Our prejudices notwithstanding, we decided to do some easy, virtual legwork. To our surprise, a search via Google turned up thousands of restaurants that have instituted this peculiar gimmick. One site offers a handy directory of live cam feeds from restaurants, along with numerous other categories to satisfy one's voyeuristic pleasures.

Googling for pubs led us to a similar cornucopia of live webcam feeds, along with a convenient directory of them.

Outfits shooting for a more bourgeois image, such as the Miller Howe Hotel and Restaurant in Cumbria, tend to show only exterior views of bucolic scenes. Many others zoom in on their patrons, regardless of how they might be behaving or what they might be wearing. The webcams of beach-front restos in tropical locales offer superior opportunities for perving, naturally.

We did find an amusing nod to patron privacy on the webcam page of the Basement Bar and Restaurant in Broughton Street, Edinburgh: "The camera looks down onto the bar, from the bar side of the pub, thus avoiding the grizzlier of the regulars, who seldom venture to this side," the webmaster explains.

What's up with that?

Our eyes thus opened, we returned to Capital Q in person to see if there was a sign warning patrons that their luncheon activities are beamed live to the Net. There wasn't one. (The brisket did look tempting, though - juicy and delightfully fat.)

Via e-mail, we asked Capital Q spokesman Nick how his customers have reacted to the webcam.

"We installed [it] over six years ago," Nick told us. "The main reason was so that people could check the place out and get a feel for it. Our regulars use it frequently to see if the line is long or how busy it is. No one has ever complained about privacy issues. You would kinda have to know the person you were looking at."

We asked if there ought to be a sign in the dining room warning patrons about the webcam, or if doing so could affect trade.

"No, I don't think we should post a sign, nor do I think it would matter business-wise," he said. "There are cameras everywhere you go nowadays.
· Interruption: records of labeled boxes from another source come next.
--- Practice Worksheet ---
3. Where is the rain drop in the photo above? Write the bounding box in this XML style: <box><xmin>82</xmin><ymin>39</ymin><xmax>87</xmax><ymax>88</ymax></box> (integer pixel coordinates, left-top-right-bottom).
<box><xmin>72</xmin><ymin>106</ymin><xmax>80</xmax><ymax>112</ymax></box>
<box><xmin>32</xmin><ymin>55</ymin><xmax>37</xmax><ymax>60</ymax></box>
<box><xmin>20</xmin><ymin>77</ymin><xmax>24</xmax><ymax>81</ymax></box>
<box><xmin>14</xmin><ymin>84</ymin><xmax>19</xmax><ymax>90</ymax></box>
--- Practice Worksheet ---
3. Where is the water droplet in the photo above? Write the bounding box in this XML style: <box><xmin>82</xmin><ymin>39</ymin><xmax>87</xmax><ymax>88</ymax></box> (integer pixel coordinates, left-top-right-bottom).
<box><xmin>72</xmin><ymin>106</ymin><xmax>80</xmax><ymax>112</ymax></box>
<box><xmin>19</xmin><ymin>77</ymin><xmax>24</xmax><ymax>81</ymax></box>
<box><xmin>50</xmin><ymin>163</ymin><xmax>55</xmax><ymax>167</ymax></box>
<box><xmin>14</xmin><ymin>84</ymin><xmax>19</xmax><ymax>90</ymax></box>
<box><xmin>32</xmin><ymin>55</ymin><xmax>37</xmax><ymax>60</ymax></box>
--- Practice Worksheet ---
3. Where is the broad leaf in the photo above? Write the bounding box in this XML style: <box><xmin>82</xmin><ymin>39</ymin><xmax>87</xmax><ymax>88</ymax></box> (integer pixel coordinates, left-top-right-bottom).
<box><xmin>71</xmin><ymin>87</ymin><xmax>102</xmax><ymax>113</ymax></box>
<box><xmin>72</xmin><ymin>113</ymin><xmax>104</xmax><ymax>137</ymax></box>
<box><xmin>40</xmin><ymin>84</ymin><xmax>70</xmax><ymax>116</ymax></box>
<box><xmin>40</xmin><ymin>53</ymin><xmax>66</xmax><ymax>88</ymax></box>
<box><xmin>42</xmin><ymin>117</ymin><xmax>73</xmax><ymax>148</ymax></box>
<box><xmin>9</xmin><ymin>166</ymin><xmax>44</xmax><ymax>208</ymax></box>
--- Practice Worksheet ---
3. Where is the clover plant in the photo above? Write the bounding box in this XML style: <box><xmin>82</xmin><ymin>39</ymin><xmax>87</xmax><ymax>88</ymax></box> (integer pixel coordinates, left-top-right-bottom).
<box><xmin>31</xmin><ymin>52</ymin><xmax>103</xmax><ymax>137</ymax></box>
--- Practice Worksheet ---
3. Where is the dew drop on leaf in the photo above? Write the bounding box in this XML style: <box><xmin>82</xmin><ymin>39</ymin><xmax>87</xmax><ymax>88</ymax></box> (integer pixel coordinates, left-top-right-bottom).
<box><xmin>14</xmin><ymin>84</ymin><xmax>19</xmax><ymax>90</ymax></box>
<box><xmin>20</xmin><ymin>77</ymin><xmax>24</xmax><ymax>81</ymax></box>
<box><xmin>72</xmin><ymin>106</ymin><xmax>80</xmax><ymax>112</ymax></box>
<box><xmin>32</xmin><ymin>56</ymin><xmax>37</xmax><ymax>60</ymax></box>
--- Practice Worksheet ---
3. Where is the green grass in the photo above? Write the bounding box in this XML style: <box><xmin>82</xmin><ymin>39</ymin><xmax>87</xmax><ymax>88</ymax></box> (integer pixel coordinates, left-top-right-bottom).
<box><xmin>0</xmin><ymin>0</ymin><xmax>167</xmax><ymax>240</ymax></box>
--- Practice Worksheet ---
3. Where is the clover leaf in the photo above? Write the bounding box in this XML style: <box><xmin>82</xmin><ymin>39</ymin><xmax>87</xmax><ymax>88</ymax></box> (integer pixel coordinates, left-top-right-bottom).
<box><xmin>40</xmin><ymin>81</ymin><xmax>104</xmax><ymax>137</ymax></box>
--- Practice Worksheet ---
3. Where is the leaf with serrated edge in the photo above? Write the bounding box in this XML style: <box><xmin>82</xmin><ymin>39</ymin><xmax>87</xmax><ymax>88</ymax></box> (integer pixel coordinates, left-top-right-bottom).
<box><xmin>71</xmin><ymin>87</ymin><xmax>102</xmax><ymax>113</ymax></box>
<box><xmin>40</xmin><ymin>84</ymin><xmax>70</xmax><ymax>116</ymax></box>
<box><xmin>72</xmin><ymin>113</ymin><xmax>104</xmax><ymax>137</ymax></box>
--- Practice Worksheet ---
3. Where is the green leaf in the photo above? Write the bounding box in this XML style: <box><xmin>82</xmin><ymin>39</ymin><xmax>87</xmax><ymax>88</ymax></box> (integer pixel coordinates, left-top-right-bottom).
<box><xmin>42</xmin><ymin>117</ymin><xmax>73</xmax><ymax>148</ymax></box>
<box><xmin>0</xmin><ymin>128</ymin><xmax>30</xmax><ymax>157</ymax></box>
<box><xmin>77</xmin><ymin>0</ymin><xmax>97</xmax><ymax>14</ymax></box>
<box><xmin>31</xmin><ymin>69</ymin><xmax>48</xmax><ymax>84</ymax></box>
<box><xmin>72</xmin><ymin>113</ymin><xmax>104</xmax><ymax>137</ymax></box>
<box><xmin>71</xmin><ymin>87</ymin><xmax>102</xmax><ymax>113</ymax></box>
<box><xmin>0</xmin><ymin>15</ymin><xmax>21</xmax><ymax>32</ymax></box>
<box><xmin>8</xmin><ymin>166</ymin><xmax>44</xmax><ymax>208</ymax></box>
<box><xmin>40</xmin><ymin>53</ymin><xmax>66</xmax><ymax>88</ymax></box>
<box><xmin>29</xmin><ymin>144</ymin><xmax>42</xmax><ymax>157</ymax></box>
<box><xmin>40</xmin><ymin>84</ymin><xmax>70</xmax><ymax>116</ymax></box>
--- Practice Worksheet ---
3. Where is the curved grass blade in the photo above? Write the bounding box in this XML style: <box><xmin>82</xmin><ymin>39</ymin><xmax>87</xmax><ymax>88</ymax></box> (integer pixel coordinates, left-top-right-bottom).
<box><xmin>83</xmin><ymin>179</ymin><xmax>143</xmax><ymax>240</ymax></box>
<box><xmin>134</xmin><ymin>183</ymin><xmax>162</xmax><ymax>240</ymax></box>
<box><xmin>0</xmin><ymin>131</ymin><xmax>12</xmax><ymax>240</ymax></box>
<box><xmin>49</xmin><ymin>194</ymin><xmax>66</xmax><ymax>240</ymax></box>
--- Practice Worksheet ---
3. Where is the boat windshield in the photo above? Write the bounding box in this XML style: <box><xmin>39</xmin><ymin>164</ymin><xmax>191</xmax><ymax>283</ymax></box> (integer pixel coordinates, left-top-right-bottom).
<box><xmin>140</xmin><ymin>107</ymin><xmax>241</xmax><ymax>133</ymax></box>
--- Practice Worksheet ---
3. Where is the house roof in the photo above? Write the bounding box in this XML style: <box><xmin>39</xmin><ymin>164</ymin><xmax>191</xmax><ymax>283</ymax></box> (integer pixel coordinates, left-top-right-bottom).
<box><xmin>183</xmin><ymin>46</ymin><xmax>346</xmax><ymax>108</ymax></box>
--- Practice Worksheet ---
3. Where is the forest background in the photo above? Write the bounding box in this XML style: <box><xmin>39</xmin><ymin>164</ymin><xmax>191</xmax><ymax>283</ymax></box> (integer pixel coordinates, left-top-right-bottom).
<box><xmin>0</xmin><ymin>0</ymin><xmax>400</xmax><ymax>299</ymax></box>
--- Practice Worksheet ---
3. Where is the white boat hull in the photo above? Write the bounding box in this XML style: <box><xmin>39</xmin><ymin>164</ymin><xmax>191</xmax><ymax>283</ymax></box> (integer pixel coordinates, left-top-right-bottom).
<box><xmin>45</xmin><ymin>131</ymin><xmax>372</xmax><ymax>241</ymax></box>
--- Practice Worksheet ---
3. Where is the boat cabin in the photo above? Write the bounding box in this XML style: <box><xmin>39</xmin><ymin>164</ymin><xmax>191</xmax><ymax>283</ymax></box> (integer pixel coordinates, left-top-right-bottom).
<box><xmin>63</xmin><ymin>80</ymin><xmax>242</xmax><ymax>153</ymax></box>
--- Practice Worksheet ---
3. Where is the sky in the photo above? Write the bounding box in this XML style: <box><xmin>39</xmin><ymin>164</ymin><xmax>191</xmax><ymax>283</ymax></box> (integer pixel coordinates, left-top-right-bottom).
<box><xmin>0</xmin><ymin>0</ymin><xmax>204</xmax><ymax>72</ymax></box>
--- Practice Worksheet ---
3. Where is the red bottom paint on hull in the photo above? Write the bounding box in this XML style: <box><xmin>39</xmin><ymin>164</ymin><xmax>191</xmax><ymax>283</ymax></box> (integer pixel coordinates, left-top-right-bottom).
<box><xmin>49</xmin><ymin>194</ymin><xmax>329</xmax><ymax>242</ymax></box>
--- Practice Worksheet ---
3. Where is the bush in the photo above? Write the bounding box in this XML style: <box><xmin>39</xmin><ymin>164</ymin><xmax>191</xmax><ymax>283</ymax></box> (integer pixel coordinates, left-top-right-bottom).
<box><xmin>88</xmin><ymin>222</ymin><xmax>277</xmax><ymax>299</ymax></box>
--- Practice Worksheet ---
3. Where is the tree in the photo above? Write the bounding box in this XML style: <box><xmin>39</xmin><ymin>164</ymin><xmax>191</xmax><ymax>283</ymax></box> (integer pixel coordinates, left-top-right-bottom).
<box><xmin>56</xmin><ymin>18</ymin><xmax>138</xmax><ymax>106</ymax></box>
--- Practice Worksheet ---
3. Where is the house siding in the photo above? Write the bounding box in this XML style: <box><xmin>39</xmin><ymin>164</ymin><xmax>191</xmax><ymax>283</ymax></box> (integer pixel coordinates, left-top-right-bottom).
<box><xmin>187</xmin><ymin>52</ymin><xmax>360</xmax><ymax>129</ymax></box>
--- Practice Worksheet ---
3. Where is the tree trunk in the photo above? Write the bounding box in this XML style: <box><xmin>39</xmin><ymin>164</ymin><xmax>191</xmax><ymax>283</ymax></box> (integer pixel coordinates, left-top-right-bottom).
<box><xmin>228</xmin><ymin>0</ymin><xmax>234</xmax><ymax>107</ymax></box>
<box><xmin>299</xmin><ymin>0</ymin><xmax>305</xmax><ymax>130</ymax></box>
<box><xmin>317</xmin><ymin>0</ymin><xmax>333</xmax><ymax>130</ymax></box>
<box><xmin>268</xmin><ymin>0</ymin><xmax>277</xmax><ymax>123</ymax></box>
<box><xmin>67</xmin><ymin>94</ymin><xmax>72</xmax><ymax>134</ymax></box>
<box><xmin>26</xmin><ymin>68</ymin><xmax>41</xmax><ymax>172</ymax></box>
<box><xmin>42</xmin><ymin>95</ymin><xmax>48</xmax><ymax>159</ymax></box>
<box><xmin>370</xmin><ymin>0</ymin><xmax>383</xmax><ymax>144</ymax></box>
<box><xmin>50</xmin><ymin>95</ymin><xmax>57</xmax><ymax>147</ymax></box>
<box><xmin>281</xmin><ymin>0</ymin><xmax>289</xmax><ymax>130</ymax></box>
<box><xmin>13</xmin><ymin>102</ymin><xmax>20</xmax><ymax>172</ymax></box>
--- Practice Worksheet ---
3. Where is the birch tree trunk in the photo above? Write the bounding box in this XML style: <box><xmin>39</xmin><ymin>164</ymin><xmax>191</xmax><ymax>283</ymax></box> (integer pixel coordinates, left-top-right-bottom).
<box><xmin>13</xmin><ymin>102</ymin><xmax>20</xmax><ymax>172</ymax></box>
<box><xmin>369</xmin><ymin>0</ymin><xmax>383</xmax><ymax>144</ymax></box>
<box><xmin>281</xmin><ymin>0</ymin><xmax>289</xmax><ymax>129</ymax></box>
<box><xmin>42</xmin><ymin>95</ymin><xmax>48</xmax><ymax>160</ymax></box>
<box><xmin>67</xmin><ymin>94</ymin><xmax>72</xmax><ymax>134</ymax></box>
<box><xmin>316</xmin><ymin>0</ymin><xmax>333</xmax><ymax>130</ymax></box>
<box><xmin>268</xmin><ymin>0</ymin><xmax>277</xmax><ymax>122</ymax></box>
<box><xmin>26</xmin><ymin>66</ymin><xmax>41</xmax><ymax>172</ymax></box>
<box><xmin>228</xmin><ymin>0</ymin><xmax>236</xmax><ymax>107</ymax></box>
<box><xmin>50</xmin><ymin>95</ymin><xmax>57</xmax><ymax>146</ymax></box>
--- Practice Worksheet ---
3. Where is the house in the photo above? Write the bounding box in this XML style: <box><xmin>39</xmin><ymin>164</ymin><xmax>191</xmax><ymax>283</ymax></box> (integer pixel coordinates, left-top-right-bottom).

Street corners, offices, etc."

And how do his regular customers like it, we wondered?

"Our customers love it," he went on. "We are about to install some in another restaurant of ours and hope to have a network of restaurants put together soon. It's more of an advertising tool, I think. You can run an ad in a magazine, but a quick glimpse gives you an idea of the place. If I'm visiting a city, I can look at some brochure at the front desk, but if I could go and take a peek inside, that would save a lot of wasted time."

And indeed, those are good points. Camera surveillance is ubiquitous and unavoidable these days. And it is handy to see how busy a place is. And yes, one does get a subjective sense of a place that still-photography won't capture. (For example, the Basement Bar in Edinburgh appears, at least through the webcam, to be our sort of joint, and we look forward to giving our liver a proper beat-down there one day soon.)

But we still can't help worrying about two things: first, the ghastly mental picture of being observed eating with our hands and our face smeared with barbecue sauce (or sucking spilt beer out of our shirt, or swatting a young tron's arse with terrible geezer desperation, etc.), and second, that our alibi might be undermined by a tech-savvy significant other who notices that we never did appear where we vehemently claimed to be going, and later claimed vehemently to have been.